TM5522:03
Advanced Biostatistics for Public Health *
Townsville | HECS Band 2 |
Block mode Semester 2.
Staff: Assoc. Professor R Müller, Dr P Buttner (Coordinators).
Students will need to have successfully completed Biostatistics for Public Health ( TM5516 or equivalent) with a Distinction or better. Before enrolling please contact Assoc. Professor Reinhold Müller at Reinhold.Muller@jcu.edu.au.
This subject introduces students to the practical side of advanced biostatistics. Basic principles of biostatistics will be revised briefly and then extended to multivariate techniques including Cox survival analysis, multiple regression, logistic regression and different ANOVA approaches. Principles of data analysis will be presented and exercised with the statistical software package SPSS in practicals.

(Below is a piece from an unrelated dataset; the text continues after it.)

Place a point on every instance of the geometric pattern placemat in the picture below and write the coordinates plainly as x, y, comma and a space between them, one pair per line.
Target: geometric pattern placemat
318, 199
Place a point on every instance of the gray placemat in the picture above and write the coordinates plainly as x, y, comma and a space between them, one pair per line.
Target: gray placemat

Actual databases deliver the means of exercising. Half the subject is lectures, the other half is ‘hands on’ exercises with SPSS on computers.
Theory: The subject will briefly review the content of introductory Biostatistics for Public Health and will expand into the theory of multivariate analysis. In detail, multiple regression, logistic regression, Cox proportional hazard analysis and analysis of variance will be introduced. CART analysis, a mean of explorative data analysis will be discussed. Emphasis will be on the building of meaningful models and the interpretation of results of these multivariate analyses.
Practical: It will explore a broad range of data analysis issues such as questionnaire design, data input, data cleaning, descriptive analysis, graphical display, bivariate statistics, correlation matrix, coding and multivariate techniques. CART analysis and all of the above mentioned multivariate methods will be applied and exercised with real data sets.
Learning Objectives:
- to gain experience in computer based data handling, data cleaning, transforming and bivariate testing;
- to gain a practical understanding of some important multivariate techniques;
- to acquire the basic knowledge necessary to run these models in statistical packages and to interpret the findings;
- to gain insight and skills required when contributing to the biostatisticsl side in research groups.
Assessment by means of 10 invigilated assignments (10% each).